Three soldiers were killed and another nine wounded, four of them seriously, when rebels from the Kurdistan Workers' Party (PKK) armed with automatic weapons attacked an army vehicle, the local officials said.The attack late Wednesday in the village of Cizre, near the borders of both Iraq and Syria, came hours after Turkish Prime Minister Recep Tayyip Erdogan held talks in Ankara with Iraqi counterpart Nuri al-Maliki.
The prime ministers vowed to step up their cooperation against Turkish Kurdish rebels whose presence in neighboring northern Iraq has cast a shadow over relations.
The thorny issue of PKK rebels taking shelter in Iraqi mountains along the border was at the centre of their talks.
""We should not allow terrorist organizations, in particular the PKK, to weaken our relations,"" Maliki said.
Erdogan said the fight against ""terrorism"" was a common issue for the neighboring nations. ""Our joint fight will continue,"" he said.

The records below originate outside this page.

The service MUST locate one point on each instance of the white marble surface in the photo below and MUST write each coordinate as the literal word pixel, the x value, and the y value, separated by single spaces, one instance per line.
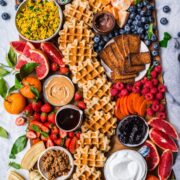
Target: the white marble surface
pixel 171 76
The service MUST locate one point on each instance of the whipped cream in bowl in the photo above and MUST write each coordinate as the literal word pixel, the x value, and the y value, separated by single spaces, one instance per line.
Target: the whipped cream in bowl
pixel 125 165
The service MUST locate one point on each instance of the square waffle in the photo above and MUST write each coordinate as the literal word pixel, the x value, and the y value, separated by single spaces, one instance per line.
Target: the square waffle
pixel 74 30
pixel 89 156
pixel 86 71
pixel 104 104
pixel 96 88
pixel 78 51
pixel 104 122
pixel 96 139
pixel 79 10
pixel 86 173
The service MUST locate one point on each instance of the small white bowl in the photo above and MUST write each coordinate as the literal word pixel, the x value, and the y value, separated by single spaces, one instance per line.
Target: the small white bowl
pixel 70 159
pixel 42 40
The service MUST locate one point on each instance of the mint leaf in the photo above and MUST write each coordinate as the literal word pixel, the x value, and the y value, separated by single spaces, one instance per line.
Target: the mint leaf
pixel 150 31
pixel 11 58
pixel 164 43
pixel 3 133
pixel 15 165
pixel 3 88
pixel 18 146
pixel 27 69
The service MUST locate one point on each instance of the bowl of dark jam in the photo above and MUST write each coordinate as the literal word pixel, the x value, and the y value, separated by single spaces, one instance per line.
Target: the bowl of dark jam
pixel 132 131
pixel 69 118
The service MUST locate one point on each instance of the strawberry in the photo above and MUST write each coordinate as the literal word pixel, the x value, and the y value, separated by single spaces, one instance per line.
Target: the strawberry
pixel 72 145
pixel 77 96
pixel 54 67
pixel 64 70
pixel 49 143
pixel 81 105
pixel 67 142
pixel 46 108
pixel 63 134
pixel 43 117
pixel 51 117
pixel 20 121
pixel 31 135
pixel 28 111
pixel 36 106
pixel 71 134
pixel 78 134
pixel 37 116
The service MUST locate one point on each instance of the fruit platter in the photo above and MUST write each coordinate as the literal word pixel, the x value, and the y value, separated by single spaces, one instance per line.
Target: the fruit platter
pixel 88 85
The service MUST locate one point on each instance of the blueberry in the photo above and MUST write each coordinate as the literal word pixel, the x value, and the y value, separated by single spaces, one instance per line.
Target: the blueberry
pixel 156 46
pixel 97 39
pixel 163 21
pixel 5 16
pixel 3 3
pixel 154 53
pixel 153 38
pixel 166 9
pixel 148 42
pixel 178 34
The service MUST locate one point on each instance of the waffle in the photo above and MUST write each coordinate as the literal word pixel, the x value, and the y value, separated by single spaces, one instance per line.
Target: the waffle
pixel 74 30
pixel 104 122
pixel 96 88
pixel 78 51
pixel 79 10
pixel 105 104
pixel 86 71
pixel 86 173
pixel 89 156
pixel 95 138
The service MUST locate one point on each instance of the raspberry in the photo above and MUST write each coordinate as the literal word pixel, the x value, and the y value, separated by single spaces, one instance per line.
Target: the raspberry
pixel 159 96
pixel 136 89
pixel 149 112
pixel 153 74
pixel 155 82
pixel 119 86
pixel 162 88
pixel 155 107
pixel 149 96
pixel 124 92
pixel 114 92
pixel 158 69
pixel 154 90
pixel 145 91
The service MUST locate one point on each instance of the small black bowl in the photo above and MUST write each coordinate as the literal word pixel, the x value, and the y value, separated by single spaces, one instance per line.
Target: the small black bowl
pixel 132 131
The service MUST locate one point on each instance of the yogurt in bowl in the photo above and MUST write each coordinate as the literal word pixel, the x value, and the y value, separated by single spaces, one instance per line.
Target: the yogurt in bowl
pixel 125 165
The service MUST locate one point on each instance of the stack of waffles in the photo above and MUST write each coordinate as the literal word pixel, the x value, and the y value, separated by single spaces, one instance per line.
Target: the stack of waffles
pixel 76 44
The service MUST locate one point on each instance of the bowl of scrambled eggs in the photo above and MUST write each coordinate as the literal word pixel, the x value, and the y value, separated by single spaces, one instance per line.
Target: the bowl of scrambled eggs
pixel 38 20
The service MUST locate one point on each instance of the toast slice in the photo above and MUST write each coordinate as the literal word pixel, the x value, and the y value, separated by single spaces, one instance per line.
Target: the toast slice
pixel 140 59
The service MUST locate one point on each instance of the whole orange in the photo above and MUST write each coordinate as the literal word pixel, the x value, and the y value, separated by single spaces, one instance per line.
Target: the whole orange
pixel 28 82
pixel 14 103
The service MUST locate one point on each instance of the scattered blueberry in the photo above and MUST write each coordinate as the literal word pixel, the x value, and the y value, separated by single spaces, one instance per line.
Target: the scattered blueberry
pixel 163 21
pixel 166 9
pixel 5 16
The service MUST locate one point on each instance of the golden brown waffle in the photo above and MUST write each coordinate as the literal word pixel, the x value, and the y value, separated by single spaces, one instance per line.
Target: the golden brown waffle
pixel 104 122
pixel 78 52
pixel 89 156
pixel 86 173
pixel 95 139
pixel 96 88
pixel 104 104
pixel 79 10
pixel 74 30
pixel 85 71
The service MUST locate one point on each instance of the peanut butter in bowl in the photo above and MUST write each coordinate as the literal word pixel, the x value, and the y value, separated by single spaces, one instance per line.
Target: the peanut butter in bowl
pixel 58 90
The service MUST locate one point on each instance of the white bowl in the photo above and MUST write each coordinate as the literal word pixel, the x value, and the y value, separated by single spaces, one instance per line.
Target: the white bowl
pixel 70 159
pixel 42 40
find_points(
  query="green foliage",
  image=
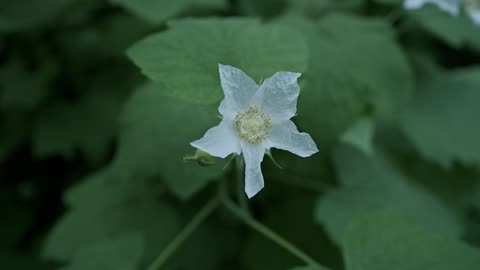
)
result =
(456, 31)
(97, 170)
(88, 126)
(442, 119)
(185, 58)
(156, 12)
(27, 14)
(156, 130)
(339, 87)
(123, 253)
(386, 241)
(372, 184)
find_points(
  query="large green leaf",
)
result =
(373, 184)
(185, 58)
(343, 83)
(442, 120)
(157, 11)
(386, 241)
(122, 253)
(299, 229)
(22, 89)
(88, 126)
(456, 31)
(155, 137)
(84, 227)
(310, 268)
(27, 14)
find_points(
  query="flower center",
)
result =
(253, 125)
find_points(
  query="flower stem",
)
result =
(264, 230)
(305, 183)
(198, 219)
(240, 171)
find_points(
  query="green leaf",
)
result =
(18, 133)
(156, 135)
(373, 184)
(185, 58)
(122, 253)
(309, 268)
(27, 14)
(386, 241)
(82, 228)
(263, 8)
(21, 89)
(158, 11)
(299, 229)
(442, 120)
(360, 135)
(343, 84)
(456, 31)
(88, 126)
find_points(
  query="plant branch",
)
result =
(262, 229)
(198, 219)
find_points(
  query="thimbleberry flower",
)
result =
(256, 119)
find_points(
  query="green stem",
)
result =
(304, 183)
(198, 219)
(240, 171)
(264, 230)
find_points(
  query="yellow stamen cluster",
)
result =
(253, 125)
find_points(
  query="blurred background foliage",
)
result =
(91, 168)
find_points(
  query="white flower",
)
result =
(255, 119)
(472, 8)
(450, 6)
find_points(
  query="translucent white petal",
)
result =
(286, 136)
(277, 96)
(238, 89)
(219, 141)
(253, 156)
(450, 6)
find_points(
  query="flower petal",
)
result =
(219, 141)
(253, 156)
(238, 89)
(277, 96)
(450, 6)
(286, 136)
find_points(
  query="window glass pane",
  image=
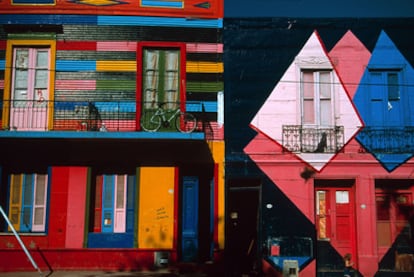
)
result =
(22, 58)
(325, 84)
(120, 191)
(38, 216)
(42, 59)
(383, 207)
(171, 82)
(20, 79)
(28, 192)
(326, 112)
(41, 78)
(40, 189)
(150, 82)
(393, 88)
(308, 112)
(308, 85)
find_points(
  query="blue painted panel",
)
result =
(190, 219)
(112, 240)
(75, 65)
(159, 21)
(162, 4)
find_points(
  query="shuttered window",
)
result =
(28, 202)
(114, 210)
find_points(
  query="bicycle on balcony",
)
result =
(151, 121)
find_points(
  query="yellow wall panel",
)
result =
(204, 67)
(217, 149)
(156, 208)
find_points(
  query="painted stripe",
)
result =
(116, 46)
(116, 66)
(76, 45)
(209, 106)
(162, 3)
(159, 21)
(75, 65)
(204, 86)
(204, 67)
(75, 85)
(47, 19)
(103, 135)
(109, 20)
(204, 47)
(128, 46)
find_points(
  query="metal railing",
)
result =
(388, 140)
(118, 116)
(298, 138)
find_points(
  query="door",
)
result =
(190, 219)
(241, 226)
(28, 107)
(335, 218)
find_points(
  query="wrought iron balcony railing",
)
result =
(298, 138)
(118, 116)
(388, 140)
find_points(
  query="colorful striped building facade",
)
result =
(91, 177)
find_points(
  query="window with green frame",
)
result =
(27, 200)
(161, 78)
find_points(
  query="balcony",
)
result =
(88, 119)
(388, 140)
(304, 139)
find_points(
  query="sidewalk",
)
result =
(162, 273)
(186, 271)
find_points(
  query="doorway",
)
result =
(335, 216)
(242, 225)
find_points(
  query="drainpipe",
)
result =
(20, 241)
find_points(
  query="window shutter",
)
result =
(15, 200)
(107, 204)
(39, 204)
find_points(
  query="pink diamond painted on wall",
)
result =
(309, 112)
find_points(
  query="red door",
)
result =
(335, 218)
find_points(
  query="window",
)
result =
(30, 88)
(163, 3)
(112, 207)
(394, 211)
(161, 77)
(112, 211)
(317, 97)
(27, 202)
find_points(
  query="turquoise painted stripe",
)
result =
(75, 65)
(47, 19)
(109, 20)
(162, 4)
(102, 135)
(159, 21)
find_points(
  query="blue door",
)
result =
(190, 219)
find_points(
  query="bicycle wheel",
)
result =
(150, 122)
(185, 122)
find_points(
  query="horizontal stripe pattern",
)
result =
(111, 20)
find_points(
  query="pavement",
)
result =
(158, 273)
(187, 271)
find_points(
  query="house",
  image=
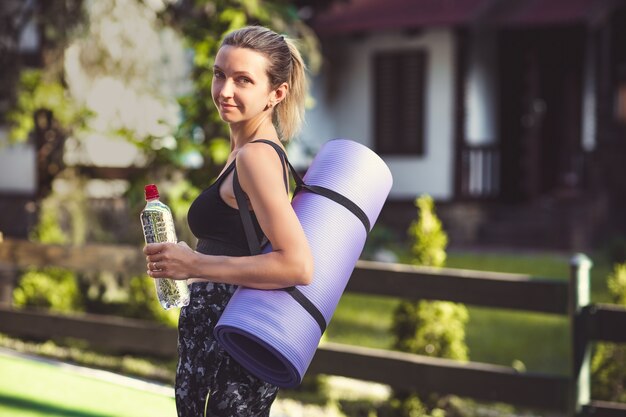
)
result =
(510, 113)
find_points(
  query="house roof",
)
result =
(353, 16)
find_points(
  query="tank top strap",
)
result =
(283, 156)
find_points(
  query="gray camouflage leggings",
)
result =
(209, 382)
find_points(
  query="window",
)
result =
(399, 78)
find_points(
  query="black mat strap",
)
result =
(339, 199)
(246, 218)
(308, 306)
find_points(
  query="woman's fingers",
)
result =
(153, 248)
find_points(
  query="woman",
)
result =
(259, 87)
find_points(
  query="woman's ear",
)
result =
(279, 94)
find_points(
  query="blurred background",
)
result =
(503, 123)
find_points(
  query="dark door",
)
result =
(540, 96)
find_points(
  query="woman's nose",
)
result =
(227, 89)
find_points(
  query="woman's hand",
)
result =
(169, 260)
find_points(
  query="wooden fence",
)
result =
(566, 394)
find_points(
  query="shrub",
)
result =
(431, 328)
(52, 288)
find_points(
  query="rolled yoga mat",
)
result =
(270, 332)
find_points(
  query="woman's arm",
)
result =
(289, 263)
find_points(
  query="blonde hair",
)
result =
(285, 66)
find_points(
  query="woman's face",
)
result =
(240, 88)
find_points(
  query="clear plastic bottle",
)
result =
(158, 226)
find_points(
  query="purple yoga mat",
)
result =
(268, 332)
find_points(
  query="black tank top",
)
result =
(217, 225)
(210, 218)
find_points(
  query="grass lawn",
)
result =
(35, 389)
(540, 341)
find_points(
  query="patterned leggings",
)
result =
(209, 382)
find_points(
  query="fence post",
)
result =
(8, 277)
(579, 291)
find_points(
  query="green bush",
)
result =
(608, 366)
(431, 328)
(51, 288)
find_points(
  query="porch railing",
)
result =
(480, 171)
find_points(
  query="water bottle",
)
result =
(158, 226)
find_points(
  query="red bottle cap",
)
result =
(151, 192)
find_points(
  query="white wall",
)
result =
(481, 95)
(344, 96)
(18, 169)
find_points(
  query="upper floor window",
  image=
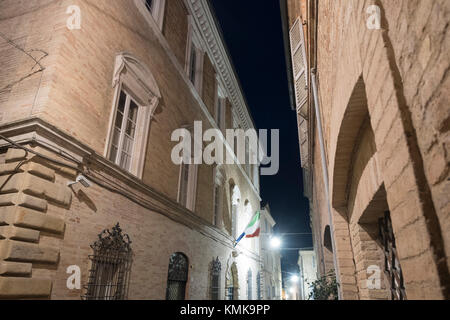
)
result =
(218, 195)
(249, 285)
(124, 134)
(220, 107)
(194, 59)
(216, 269)
(152, 9)
(178, 277)
(136, 99)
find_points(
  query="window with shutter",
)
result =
(299, 66)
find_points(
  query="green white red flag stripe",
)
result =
(252, 230)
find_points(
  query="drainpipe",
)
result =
(325, 175)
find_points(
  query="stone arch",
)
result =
(354, 116)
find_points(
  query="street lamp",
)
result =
(275, 242)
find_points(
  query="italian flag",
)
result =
(252, 230)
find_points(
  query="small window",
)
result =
(194, 60)
(136, 99)
(110, 266)
(177, 277)
(152, 10)
(184, 183)
(150, 5)
(217, 206)
(220, 108)
(124, 134)
(187, 185)
(216, 269)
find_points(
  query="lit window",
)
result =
(220, 108)
(187, 184)
(194, 60)
(216, 204)
(152, 10)
(150, 5)
(137, 96)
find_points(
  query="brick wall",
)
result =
(73, 97)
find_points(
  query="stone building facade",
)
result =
(90, 94)
(308, 272)
(375, 141)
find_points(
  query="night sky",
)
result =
(253, 34)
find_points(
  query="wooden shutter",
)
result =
(299, 66)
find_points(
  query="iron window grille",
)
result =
(216, 269)
(178, 277)
(392, 267)
(110, 266)
(230, 293)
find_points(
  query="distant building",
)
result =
(271, 260)
(308, 272)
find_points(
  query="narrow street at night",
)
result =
(199, 153)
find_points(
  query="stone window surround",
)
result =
(218, 187)
(192, 182)
(133, 77)
(228, 81)
(194, 41)
(157, 14)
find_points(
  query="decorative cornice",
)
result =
(206, 24)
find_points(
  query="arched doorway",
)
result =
(177, 277)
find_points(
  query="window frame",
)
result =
(129, 77)
(191, 188)
(220, 107)
(136, 142)
(218, 197)
(194, 43)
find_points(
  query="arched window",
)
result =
(327, 238)
(110, 266)
(235, 200)
(249, 285)
(218, 195)
(136, 98)
(216, 269)
(152, 10)
(187, 183)
(178, 277)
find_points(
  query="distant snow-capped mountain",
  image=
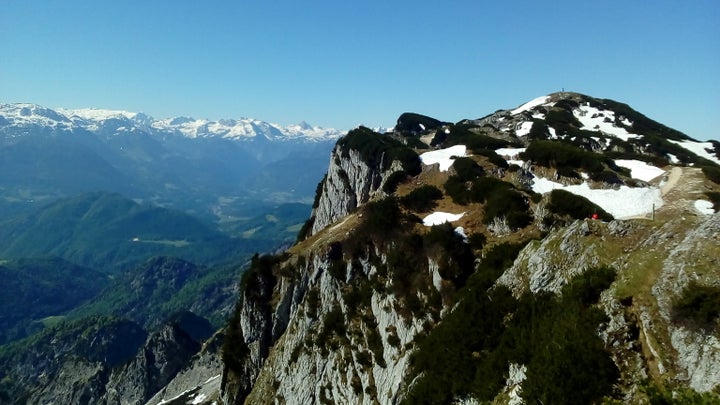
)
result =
(116, 121)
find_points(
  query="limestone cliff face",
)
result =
(350, 182)
(655, 261)
(313, 340)
(311, 325)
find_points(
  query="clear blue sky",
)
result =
(343, 63)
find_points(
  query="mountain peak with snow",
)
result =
(118, 121)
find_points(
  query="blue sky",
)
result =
(342, 63)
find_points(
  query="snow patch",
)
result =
(625, 202)
(439, 218)
(443, 157)
(640, 170)
(524, 128)
(704, 207)
(699, 148)
(530, 104)
(594, 119)
(511, 155)
(461, 231)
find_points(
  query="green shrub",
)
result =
(375, 148)
(393, 181)
(422, 199)
(380, 216)
(477, 241)
(714, 197)
(561, 118)
(493, 157)
(539, 130)
(333, 324)
(607, 176)
(559, 155)
(659, 395)
(566, 203)
(712, 173)
(462, 134)
(318, 192)
(412, 123)
(698, 304)
(415, 143)
(458, 190)
(305, 230)
(466, 169)
(510, 204)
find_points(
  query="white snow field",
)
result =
(439, 218)
(443, 157)
(511, 155)
(594, 119)
(640, 170)
(699, 148)
(530, 105)
(625, 202)
(704, 207)
(524, 129)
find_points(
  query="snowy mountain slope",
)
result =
(372, 307)
(24, 114)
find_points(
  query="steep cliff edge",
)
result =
(384, 301)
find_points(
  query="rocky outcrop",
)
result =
(201, 377)
(303, 363)
(350, 182)
(654, 265)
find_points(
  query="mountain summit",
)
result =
(24, 115)
(551, 253)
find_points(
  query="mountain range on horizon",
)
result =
(26, 114)
(561, 251)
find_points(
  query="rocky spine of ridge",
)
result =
(327, 322)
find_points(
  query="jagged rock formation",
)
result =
(353, 178)
(375, 304)
(341, 316)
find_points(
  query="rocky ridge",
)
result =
(327, 321)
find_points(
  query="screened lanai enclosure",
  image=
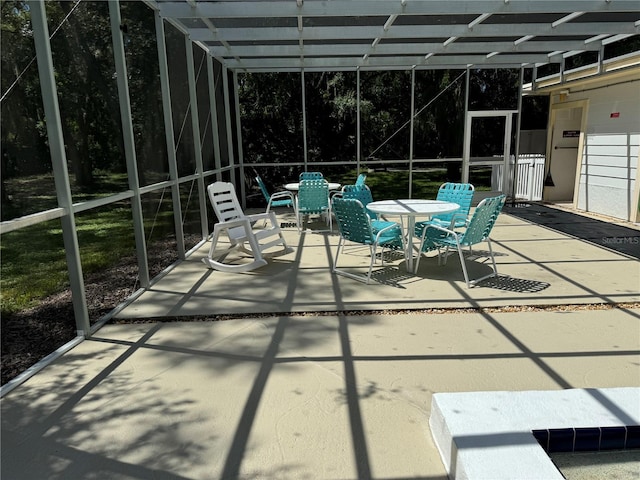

Maliki later told reporters that a mechanism of three-way talks between Iraq, Turkey and the United States, set up last month, was tasked with doing ""what is necessary... against any activities by the PKK.""
""We have a common understanding that it is a terrorist organization,"" he said.
Hundreds of militants from the PKK are holed up the mountains of northern Iraq, which they use as a launching pad for cross-border attacks on Turkish targets.
Turkish warplanes have since last year bombed rebel hideouts in the region.
Ankara has often accused the Iraqi Kurds, who run an autonomous administration in northern Iraq, of tolerating and even aiding the rebels.
But in a policy shift earlier this year, it said it would seek to resolve the issue through diplomacy and intensified contacts with the Iraqi Kurds, whom it had long snubbed.
Iraqi Kurds are now included in the three-way talks.
A senior Turkish official said Wednesday Ankara ""sees signs"" that the Iraqi Kurds are willing to cooperate against the PKK.
On the eve of Maliki's visit, Iraqi President Jalal Talabani, a Kurd, gave fresh assurances that both Baghdad and the Kurdish administration of northern Iraq were determined to purge the region of the PKK.
""We, the Iraqi Kurds, will no longer allow armed people from any Kurdish group to use our territory to carry out attacks on Turkey or Iran,"" Talabani said in an interview with Turkey's Aksam daily.
He said Kurdish parties in northern Iraq would soon convene a meeting to issue a joint appeal to the PKK to abandon its armed struggle.
The PKK, listed as a terrorist group by Ankara and much of the international community, took up arms for self-rule in Turkey's Kurdish-majority southeast in 1984, sparking a conflict that has claimed about 44,000 lives.